Perhaps the three records that most will think of as defining the mood of the year in the UK come 5, 6 & 7. OK Computer, Urban Hymns and The Fat Of The Land. They're all three very, very fine records, though I rarely, if ever listen to the latter two anymore or even very much the whole way through at the time they came out. CDs were like that. They're all three highly paranoid albums and I don't really care to listen to overly paranoid records these days. OK Computer is a magnificent statemen,t but it's commonly posited as the best album ever made. Even ahead of The Beatles or Pet Sounds which in bygone days had traditionally got the nod.  Is it? Is it really? I'm not entirely sure how these things work but then I prefer Murmur, Marquee Moon, Forever Changes, What's Going On and Kind of Blue. Even Heaven Up Here It's all really just about opinions and the moments when records hit you innit? 

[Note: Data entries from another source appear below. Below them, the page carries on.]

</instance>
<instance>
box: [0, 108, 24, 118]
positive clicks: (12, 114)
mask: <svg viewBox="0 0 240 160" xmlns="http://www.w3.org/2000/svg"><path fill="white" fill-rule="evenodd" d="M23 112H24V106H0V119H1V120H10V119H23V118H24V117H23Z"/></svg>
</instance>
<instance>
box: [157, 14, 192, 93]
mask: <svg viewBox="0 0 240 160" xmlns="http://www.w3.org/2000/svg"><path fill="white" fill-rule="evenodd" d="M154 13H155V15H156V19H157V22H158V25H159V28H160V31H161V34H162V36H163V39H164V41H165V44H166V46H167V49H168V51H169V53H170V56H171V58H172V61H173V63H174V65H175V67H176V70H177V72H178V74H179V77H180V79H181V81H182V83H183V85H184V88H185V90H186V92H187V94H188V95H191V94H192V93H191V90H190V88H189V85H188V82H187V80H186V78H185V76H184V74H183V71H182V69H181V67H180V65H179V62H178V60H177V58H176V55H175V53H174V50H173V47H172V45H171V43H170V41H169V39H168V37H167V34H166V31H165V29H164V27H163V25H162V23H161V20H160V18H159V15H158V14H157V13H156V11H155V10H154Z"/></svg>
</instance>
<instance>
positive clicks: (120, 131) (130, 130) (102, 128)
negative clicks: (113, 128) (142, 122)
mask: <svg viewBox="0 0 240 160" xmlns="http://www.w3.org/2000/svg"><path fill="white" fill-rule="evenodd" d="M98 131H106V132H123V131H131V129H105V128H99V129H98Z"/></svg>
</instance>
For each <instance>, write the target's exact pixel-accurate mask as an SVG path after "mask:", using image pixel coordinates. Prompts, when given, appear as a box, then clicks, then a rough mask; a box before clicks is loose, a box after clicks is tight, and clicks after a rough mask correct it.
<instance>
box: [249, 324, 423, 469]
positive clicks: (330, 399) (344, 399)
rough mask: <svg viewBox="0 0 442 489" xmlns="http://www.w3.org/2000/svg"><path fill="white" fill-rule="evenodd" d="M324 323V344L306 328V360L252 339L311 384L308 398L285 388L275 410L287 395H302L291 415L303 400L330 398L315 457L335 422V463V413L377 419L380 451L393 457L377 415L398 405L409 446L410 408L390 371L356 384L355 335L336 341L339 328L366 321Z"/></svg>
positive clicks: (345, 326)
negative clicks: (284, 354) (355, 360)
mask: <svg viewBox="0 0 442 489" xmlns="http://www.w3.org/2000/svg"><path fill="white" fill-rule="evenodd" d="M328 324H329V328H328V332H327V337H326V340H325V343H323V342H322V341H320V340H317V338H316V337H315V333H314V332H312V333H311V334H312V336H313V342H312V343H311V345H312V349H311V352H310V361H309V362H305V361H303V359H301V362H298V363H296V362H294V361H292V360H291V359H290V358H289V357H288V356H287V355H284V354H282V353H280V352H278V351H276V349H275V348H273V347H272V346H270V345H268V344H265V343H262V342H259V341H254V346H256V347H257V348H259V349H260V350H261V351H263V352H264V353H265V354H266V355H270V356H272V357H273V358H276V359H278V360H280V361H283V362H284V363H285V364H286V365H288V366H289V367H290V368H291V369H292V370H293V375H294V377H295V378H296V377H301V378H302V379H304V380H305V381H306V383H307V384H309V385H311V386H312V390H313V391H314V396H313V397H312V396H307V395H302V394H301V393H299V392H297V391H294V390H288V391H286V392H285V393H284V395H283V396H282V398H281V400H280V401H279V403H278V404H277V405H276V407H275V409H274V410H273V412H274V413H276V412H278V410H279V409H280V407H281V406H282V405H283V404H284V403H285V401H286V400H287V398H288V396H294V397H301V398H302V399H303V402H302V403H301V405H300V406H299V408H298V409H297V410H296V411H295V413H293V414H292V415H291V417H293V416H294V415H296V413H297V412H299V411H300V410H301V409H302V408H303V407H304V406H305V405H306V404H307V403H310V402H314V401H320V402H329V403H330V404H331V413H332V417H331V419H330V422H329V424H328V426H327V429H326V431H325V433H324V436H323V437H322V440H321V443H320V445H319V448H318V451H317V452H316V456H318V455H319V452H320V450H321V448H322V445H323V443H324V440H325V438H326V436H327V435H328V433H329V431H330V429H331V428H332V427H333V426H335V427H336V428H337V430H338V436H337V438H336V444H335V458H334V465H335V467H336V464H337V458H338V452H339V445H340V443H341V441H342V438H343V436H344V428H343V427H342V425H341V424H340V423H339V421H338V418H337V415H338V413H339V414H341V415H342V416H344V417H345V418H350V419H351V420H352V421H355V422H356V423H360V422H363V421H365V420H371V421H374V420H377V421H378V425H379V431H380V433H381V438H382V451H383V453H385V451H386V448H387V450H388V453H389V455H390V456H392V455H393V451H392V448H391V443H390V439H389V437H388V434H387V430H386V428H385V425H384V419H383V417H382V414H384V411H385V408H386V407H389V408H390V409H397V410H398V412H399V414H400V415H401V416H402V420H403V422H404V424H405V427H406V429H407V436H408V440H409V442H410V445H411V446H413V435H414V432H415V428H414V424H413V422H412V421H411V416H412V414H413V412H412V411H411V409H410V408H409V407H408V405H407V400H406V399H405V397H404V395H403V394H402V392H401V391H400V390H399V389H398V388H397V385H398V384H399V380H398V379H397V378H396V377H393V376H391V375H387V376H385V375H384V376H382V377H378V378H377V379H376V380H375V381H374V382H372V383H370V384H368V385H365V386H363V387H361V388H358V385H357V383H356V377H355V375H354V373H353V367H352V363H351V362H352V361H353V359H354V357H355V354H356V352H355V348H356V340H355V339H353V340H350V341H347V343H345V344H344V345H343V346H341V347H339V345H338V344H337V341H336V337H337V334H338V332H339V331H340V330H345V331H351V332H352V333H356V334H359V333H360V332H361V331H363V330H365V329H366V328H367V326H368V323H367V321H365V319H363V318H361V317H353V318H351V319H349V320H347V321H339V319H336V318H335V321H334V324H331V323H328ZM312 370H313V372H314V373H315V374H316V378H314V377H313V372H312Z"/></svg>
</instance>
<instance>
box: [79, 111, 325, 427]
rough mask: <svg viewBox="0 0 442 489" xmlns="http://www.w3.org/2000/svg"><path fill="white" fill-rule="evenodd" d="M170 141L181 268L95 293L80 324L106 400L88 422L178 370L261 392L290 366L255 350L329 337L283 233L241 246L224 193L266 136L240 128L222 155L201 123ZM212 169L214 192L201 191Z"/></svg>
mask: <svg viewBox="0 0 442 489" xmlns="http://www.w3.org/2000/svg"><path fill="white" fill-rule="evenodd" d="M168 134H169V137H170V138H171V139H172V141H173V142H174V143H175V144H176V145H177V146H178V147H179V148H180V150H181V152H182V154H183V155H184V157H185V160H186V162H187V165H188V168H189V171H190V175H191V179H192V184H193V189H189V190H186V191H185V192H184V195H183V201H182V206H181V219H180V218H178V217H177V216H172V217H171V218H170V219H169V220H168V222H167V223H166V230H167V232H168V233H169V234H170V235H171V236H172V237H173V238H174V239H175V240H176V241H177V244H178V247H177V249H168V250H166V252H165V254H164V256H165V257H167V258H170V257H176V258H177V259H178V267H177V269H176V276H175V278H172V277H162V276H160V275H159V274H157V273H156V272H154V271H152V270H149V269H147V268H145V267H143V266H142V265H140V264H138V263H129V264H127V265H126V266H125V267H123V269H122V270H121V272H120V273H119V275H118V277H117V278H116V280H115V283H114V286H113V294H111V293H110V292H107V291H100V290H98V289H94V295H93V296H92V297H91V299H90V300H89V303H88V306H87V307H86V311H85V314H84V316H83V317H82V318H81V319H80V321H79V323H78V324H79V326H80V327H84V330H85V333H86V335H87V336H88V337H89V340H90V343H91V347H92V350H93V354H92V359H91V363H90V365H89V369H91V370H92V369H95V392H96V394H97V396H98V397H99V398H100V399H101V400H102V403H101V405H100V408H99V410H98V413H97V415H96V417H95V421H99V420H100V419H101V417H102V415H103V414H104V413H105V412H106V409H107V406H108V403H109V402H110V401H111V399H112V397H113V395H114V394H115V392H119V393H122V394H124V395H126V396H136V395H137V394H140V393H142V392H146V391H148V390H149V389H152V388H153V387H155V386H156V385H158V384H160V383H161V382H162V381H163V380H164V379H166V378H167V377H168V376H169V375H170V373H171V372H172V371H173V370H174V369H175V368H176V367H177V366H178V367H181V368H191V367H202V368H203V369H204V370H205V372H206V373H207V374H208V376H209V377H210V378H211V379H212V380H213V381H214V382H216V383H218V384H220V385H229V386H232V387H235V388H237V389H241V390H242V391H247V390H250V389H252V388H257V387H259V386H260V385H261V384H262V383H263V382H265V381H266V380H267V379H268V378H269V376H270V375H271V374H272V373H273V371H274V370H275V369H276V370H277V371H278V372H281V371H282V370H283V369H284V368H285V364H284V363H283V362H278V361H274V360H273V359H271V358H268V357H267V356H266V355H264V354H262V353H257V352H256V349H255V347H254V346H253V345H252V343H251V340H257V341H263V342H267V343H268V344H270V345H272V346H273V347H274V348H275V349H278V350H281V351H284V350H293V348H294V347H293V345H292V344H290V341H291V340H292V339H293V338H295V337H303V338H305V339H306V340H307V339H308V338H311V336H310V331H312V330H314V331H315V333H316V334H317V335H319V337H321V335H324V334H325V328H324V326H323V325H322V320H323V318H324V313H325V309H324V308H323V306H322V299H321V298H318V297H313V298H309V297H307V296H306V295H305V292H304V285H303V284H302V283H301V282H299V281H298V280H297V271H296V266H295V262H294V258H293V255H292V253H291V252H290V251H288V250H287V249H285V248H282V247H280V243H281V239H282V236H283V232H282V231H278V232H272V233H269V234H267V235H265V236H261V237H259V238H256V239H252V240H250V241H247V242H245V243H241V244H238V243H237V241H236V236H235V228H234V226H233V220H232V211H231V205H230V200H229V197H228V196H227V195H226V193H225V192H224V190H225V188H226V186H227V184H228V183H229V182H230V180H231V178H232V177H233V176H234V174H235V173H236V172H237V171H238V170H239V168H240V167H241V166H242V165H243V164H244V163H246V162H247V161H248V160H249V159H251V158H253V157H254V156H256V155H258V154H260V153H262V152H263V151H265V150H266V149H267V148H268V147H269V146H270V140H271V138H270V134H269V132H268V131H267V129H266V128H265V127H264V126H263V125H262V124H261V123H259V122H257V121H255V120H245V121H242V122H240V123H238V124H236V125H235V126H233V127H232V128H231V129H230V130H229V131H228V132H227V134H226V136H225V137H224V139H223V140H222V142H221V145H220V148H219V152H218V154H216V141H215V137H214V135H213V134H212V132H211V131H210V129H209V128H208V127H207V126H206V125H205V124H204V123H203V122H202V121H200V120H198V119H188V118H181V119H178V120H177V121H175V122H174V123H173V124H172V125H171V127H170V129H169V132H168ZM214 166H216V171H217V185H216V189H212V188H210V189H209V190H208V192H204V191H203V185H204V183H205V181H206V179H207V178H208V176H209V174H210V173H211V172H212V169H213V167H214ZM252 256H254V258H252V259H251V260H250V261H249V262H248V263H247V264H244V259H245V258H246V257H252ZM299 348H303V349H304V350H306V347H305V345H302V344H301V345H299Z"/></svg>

* thanks for a friend for reminding me of the wonderful The Magical World of The Strands by Michael Head & The Strands. Head and Shack were one of the best things happening beneath the surface throught the Nineties.

What happened this year in a broader sense? Princess Diana died. The ensuing week is still one of the strangest and most inexplicable of my life. Here's my list:

1. Cornershop - When I Was Born For the Seventh Time


2. Teenage Fanclub - Songs From Northern Britain



3. Blur - Blur


4. Michael Head & The Strands - The Magical World of The Strands



5. Radiohead - OK Computer


6. Verve - Urban Hymns



7. Prodigy - The Fat Of The Land


8. Primal Scream - Vanishing Point


9. Stereolab - Dots & Loops


10. Portishead - Portishead



Also great albums from Super Furry Animals,Supergrass, Spiritualised, Portishead, and The Chemical Brothers. And an honorary mention for one record from outside the UK, Red Apple Falls. As for Be Here Now, ir was hopeless.

And me,. I was in Brighton, and then embarked on a PGCE at the University of Greenwhich, near Eltham in East London. Just after the Stephen Lawrence murder. Now that was a strange and unpleasant place.